De stimulansen voor 2020 zijn momenteel niet beschikbaar. Deze stimulansen zullen worden toegewezen tijdens de vergadering van de Raad van Bestuur van de BGHM op 17.12.2020.

Zoals bepaald in artikel 6 van de Brusselse Huisvestingscode is het de taak van de Directie Gewestelijke Huisvestingsinpectie (DGHI) om officieel toe te zien op de naleving van de criteria inzake veiligheid, gezondheid en uitrusting van openbare of particuliere woningen, om tekortkomingen vast te stellen en om conformiteitswerken te eisen.

Tabel 3, met betrekking tot de OVM’s, bevat de woningen die in dit officiële kader conform moeten worden gemaakt.

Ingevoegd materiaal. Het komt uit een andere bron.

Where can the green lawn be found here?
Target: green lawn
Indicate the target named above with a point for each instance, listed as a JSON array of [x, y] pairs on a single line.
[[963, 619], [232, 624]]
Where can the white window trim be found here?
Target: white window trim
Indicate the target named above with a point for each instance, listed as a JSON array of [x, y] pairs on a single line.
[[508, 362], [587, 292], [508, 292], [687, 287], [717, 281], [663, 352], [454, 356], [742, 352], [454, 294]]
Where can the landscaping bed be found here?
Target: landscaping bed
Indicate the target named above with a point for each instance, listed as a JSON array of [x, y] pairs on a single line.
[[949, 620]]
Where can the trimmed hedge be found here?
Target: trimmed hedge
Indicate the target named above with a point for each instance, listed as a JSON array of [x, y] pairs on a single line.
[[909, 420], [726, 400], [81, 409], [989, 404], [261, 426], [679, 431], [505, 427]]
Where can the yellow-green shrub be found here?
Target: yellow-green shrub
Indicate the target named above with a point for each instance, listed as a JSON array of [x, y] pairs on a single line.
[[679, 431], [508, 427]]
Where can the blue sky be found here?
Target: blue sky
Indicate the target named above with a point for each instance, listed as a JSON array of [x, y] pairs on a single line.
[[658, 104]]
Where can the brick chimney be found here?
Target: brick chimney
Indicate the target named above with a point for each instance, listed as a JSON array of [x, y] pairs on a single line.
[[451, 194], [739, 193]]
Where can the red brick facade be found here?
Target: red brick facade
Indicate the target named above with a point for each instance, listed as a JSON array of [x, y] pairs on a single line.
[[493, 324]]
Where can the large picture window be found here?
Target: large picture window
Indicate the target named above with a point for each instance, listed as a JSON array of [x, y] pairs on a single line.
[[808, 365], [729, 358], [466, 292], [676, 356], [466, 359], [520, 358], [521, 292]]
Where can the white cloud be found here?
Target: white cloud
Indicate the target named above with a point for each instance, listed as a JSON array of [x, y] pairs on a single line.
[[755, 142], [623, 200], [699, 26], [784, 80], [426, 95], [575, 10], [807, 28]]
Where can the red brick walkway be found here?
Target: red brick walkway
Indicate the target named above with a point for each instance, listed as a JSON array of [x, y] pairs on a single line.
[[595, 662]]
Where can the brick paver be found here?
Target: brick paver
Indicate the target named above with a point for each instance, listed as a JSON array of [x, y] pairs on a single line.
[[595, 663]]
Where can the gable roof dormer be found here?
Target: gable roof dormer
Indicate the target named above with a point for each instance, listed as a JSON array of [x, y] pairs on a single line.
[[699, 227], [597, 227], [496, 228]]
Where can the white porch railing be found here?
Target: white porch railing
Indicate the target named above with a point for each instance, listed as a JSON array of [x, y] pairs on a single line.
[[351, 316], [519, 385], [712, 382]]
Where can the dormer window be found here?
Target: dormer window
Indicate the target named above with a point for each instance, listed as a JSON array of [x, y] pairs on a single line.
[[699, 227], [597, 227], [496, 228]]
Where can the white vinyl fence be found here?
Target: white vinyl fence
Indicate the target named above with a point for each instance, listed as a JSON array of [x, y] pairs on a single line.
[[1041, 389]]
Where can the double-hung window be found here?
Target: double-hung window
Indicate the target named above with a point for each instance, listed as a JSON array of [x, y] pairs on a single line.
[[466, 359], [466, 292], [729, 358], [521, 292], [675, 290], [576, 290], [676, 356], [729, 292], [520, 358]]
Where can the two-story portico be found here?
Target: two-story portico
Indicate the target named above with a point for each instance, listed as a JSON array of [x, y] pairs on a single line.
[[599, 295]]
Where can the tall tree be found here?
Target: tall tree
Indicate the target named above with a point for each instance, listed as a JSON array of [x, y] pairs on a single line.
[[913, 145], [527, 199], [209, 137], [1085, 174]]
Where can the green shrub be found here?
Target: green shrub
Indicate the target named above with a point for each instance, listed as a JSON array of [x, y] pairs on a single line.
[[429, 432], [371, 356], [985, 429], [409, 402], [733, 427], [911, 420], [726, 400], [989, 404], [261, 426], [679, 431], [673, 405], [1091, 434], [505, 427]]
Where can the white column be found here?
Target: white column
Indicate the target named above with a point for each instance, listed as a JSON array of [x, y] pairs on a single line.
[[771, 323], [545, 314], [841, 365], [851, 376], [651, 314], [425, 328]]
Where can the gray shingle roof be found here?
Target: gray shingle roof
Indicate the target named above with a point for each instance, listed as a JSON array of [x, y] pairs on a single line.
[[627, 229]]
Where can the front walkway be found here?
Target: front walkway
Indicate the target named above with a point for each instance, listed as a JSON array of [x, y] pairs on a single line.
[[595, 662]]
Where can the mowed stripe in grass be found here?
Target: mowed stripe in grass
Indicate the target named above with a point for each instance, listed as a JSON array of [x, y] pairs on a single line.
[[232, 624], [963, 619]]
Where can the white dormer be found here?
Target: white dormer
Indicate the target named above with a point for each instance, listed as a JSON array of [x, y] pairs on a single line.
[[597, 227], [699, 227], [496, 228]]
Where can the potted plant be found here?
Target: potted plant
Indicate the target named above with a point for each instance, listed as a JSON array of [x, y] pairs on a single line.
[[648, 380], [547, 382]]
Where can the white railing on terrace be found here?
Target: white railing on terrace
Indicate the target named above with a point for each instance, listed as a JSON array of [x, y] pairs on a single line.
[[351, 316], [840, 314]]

Deze tabel bevat:
- de gemeenten;
- de betrokken OVM's;
- de adressen;
- de data van de bezoeken van de DGHI;
- de non-conformiteiten;
- de gevolgen die eraan worden gegeven door elke OVM.

Wat het noodplan betreft, beschikt de OVM, wanneer een woning niet-conform wordt verklaard, over een bepaalde termijn om de werkzaamheden uit te voeren.

Bovendien legt de DGHI in geval van gezondheidsrisico's een verhuurverbod op en laat de betrokken OVM de huurders muteren naar een andere woning.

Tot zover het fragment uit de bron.